I had never even heard of Giorgione at the time of the Hope lecture. It was two years later that by chance I noticed a black and white reproduction of the Tempest while preparing for a trip to Venice. I remember wondering why the nursing woman was nude, and also whether the couple had left the city in the background or were on their way to the city. An intuition led me to see the painting as a version of the Rest of the Holy Family on the Flight into Egypt.


After almost 35 years as a financial advisor, I was getting close to retirement and the painting fascinated me. Many years before, I had received my PhD in History, and had taught European history for seven years at a local Connecticut college. I dusted off the old academic shelves and began to do some research on Giorgione and the Tempest. Fortunately, the Accademia in Venice and the Kunsthistorisches Museum in Vienna had just sponsored a ground breaking Giorgione exhibition, and produced a magnificent catalog.

One of the first things I discovered was that not only did scholars fail to agree about Giorgione attributions, but also they could not agree on the subject matter of most of his paintings. It was just as Hope had claimed in his lecture. Each interpretation had been challenged by subsequent interpretations. The field was open to new interpretations that would not need to be based on the erroneous guesses of the past but on a fresh look at the paintings through eyes that had not been trained in the prevailing orthodoxy.

Since my interpretation of the Tempest as the “Rest on the Flight into Egypt,” I have been able to also identify the subjects of a number of other mysterious Renaissance paintings. These include Giorgione’s so-called “Three Ages of Man” (Pitti Palace) as “The Encounter of Jesus with the Rich Young Man”; Titian’s “Sacred and Profane Love” (Borghese Gallery) as “The Conversion of Mary Magdalen”; and Titian’s “Pastoral Concert” as his “Homage to the Recently Deceased Giorgione.” These papers can be found at academia.edu.

Coincidentally, in 2005 I discovered that I had glaucoma. The young surgeon who examined me said that without surgery to relieve the pressure, I would be blind in three years. Fortunately, he is a genius and the surgery was successful. My vision is not the best but I can still see.

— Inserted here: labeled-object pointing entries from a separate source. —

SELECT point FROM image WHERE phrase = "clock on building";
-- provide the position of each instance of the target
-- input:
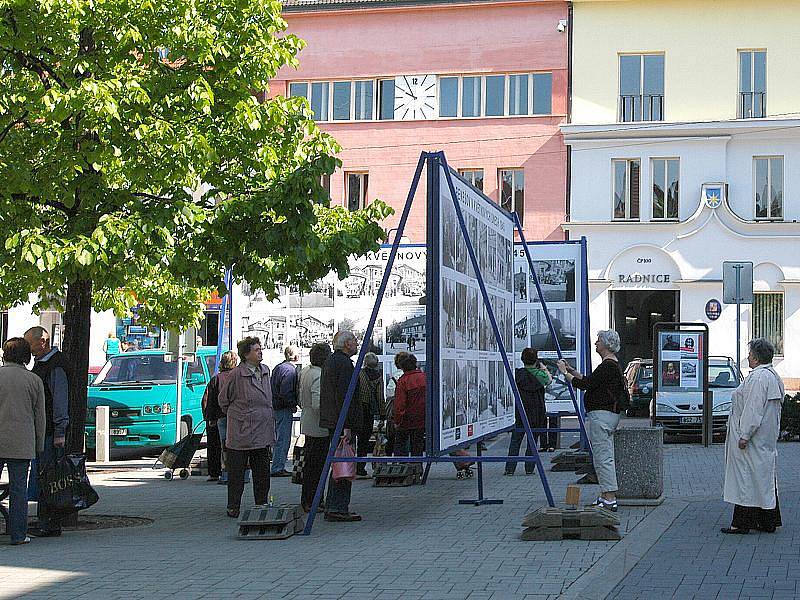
(415, 97)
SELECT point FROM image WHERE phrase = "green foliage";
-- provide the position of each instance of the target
(150, 175)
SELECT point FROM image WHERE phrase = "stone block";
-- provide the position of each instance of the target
(639, 458)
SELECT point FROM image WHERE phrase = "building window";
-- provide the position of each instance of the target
(364, 100)
(666, 176)
(386, 99)
(626, 189)
(448, 96)
(768, 184)
(641, 87)
(512, 191)
(518, 94)
(356, 192)
(768, 318)
(320, 93)
(752, 84)
(495, 96)
(473, 176)
(471, 96)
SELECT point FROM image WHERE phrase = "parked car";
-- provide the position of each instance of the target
(680, 415)
(140, 388)
(639, 375)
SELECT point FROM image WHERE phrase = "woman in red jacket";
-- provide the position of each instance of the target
(409, 408)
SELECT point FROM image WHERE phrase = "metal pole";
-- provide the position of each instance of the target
(738, 319)
(179, 395)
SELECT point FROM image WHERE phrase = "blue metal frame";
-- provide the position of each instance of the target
(436, 158)
(535, 278)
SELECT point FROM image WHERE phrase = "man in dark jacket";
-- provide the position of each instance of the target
(284, 404)
(336, 375)
(51, 366)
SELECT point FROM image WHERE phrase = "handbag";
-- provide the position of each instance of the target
(343, 471)
(298, 464)
(64, 486)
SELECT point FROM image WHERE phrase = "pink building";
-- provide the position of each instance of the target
(484, 81)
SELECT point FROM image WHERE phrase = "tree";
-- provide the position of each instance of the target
(137, 164)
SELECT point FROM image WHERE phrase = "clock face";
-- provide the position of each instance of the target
(415, 97)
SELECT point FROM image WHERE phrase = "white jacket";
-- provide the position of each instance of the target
(750, 474)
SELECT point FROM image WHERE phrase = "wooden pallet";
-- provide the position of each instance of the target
(552, 524)
(395, 475)
(271, 522)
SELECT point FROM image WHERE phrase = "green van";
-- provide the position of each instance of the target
(140, 389)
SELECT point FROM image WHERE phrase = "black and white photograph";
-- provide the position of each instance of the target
(483, 389)
(521, 284)
(448, 241)
(473, 317)
(448, 293)
(521, 330)
(565, 325)
(461, 393)
(461, 316)
(448, 394)
(483, 248)
(405, 331)
(492, 389)
(472, 391)
(557, 280)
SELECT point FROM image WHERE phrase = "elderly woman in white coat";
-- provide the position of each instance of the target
(751, 448)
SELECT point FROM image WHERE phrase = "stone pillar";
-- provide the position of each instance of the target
(639, 458)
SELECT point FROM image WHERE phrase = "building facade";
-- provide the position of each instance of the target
(484, 81)
(683, 150)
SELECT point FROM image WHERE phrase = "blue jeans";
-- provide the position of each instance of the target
(513, 450)
(283, 437)
(18, 497)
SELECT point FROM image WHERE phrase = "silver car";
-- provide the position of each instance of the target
(682, 414)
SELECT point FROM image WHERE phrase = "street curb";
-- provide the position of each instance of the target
(601, 579)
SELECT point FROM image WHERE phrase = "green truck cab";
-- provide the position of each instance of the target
(140, 389)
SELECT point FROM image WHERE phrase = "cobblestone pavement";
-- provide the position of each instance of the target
(414, 542)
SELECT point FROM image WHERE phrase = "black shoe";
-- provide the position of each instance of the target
(39, 532)
(735, 530)
(342, 517)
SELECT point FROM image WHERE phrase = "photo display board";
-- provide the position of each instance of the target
(475, 396)
(560, 270)
(681, 362)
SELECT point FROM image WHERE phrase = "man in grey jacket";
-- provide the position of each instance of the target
(22, 429)
(51, 366)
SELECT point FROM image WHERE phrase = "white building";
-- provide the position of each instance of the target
(646, 266)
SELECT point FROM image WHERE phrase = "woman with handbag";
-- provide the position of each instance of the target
(22, 429)
(246, 398)
(604, 388)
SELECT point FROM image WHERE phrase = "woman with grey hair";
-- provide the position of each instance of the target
(604, 388)
(751, 448)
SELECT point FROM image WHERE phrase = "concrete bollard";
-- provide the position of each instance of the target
(639, 457)
(102, 437)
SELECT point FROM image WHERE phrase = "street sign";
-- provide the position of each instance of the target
(733, 291)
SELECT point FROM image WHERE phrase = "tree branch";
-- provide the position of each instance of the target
(11, 126)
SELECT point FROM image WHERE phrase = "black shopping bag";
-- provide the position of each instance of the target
(64, 486)
(299, 462)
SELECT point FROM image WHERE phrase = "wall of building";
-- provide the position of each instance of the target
(467, 39)
(701, 41)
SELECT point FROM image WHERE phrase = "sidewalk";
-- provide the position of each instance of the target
(414, 542)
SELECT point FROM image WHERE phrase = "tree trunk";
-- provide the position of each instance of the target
(77, 325)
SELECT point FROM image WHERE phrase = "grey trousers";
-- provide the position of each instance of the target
(600, 427)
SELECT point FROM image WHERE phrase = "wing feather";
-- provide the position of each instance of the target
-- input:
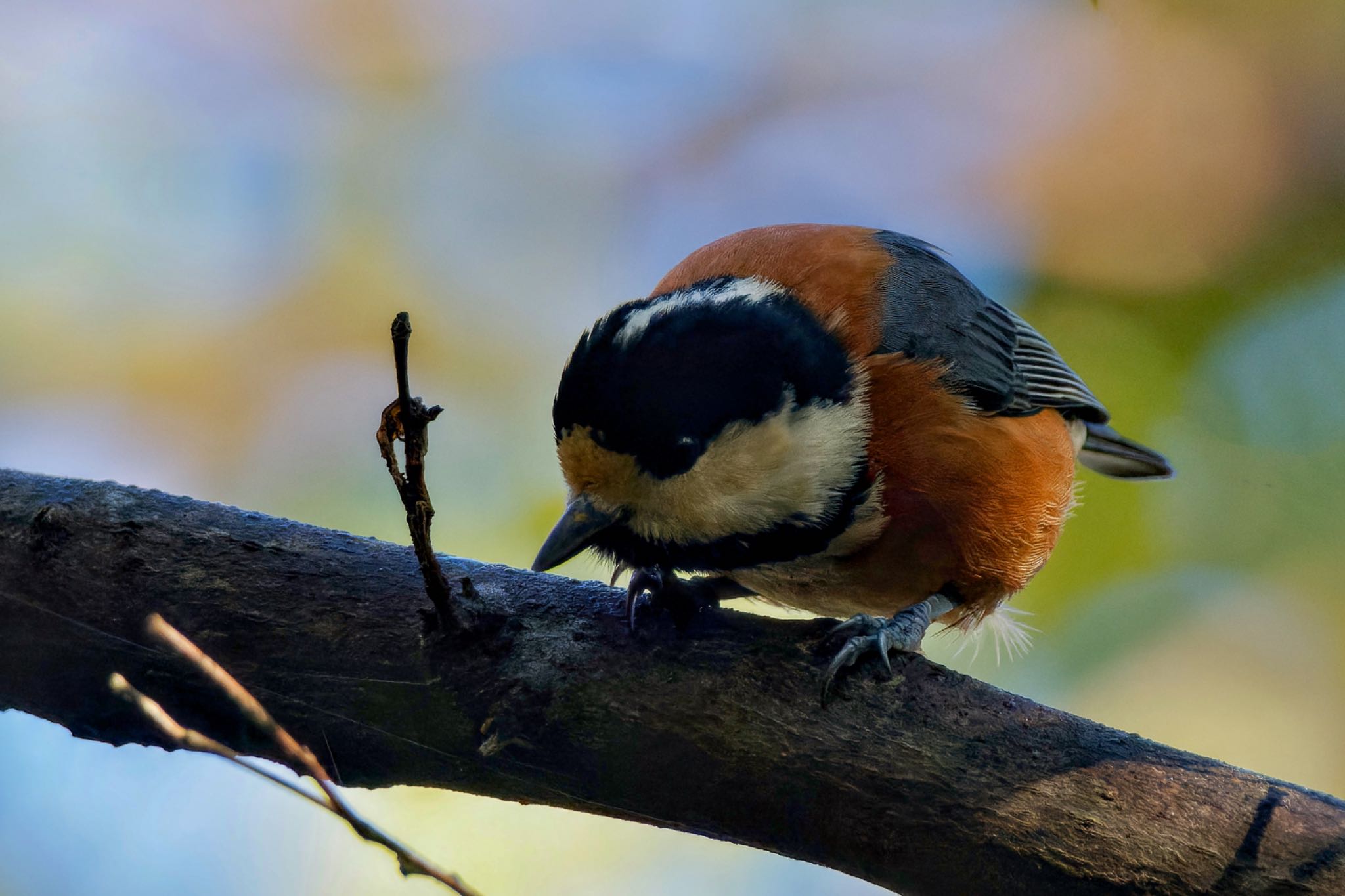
(993, 355)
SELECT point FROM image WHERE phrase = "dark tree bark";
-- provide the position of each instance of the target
(935, 784)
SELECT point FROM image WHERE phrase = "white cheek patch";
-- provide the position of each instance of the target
(790, 467)
(751, 289)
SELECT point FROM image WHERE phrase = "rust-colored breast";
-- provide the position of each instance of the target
(834, 270)
(973, 499)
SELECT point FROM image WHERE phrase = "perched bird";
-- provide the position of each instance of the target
(833, 419)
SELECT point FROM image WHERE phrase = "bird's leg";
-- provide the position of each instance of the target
(682, 598)
(865, 633)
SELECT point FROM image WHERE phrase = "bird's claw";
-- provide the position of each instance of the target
(866, 634)
(642, 581)
(682, 598)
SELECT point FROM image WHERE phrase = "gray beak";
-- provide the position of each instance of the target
(573, 532)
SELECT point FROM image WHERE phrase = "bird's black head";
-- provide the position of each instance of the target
(720, 410)
(659, 378)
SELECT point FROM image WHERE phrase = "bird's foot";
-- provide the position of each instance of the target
(866, 634)
(682, 598)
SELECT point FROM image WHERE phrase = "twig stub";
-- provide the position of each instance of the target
(296, 756)
(408, 419)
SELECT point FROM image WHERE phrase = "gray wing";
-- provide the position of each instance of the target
(994, 356)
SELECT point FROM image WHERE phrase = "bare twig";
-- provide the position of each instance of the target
(408, 419)
(299, 757)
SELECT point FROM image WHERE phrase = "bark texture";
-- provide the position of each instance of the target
(935, 784)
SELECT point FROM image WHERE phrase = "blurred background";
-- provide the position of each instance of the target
(210, 213)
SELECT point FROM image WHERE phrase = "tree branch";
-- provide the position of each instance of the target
(938, 784)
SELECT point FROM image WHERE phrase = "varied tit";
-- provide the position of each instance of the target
(830, 418)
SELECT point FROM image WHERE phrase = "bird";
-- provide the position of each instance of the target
(833, 419)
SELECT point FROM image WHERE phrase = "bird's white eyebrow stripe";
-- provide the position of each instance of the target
(751, 289)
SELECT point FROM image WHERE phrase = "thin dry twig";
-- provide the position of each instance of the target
(408, 419)
(299, 757)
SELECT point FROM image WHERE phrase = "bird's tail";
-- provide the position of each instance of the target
(1113, 454)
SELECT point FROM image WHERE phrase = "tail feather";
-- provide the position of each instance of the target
(1113, 454)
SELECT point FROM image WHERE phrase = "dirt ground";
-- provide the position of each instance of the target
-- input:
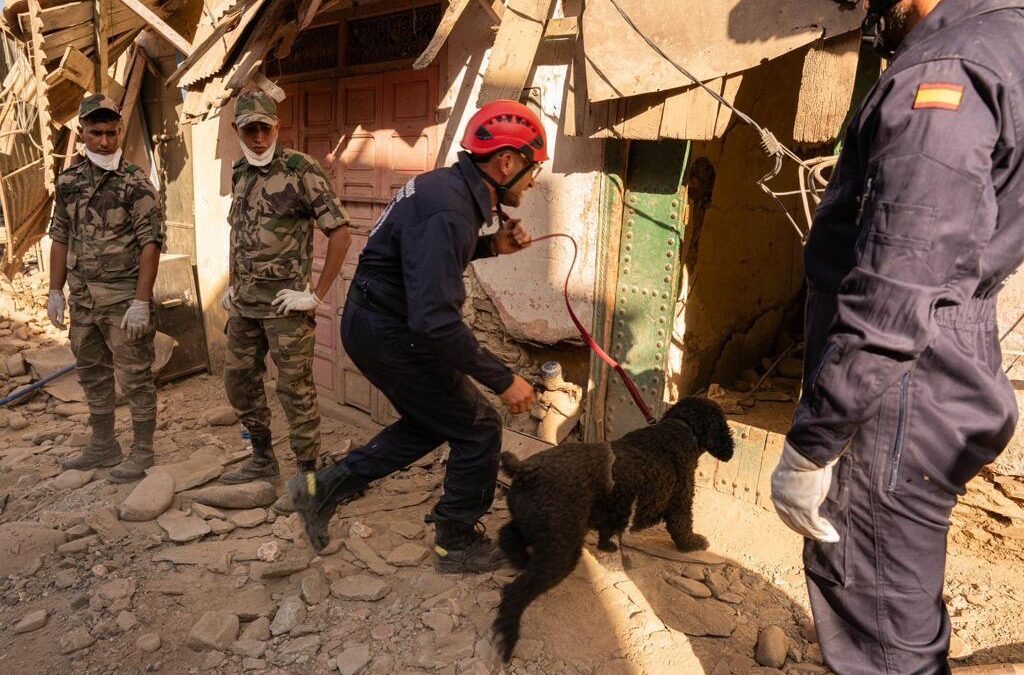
(213, 589)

I put this post up today because it is the fifth anniversary of Giorgione et al…. I started the blog five years ago at the urging of Hasan Niyazi, the creator of the popular art history blog, Three Pipe Problem. Unfortunately, Hasan passed away last October but I will never forget our friendship and the debt I owe to him for guiding me through the intricacies of the blogosphere. Hasan’s site is currently down but there is hope that his friends will revive it. In the weeks to come I will reproduce some articles of mine that appeared on Three Pipe Problem over the past four years. ###

Hasan Niyazi



*Charles Hope: Giorgione or Titian? History of a Controversy, The council of the Frick Collection Lecture Series, NY, 2003.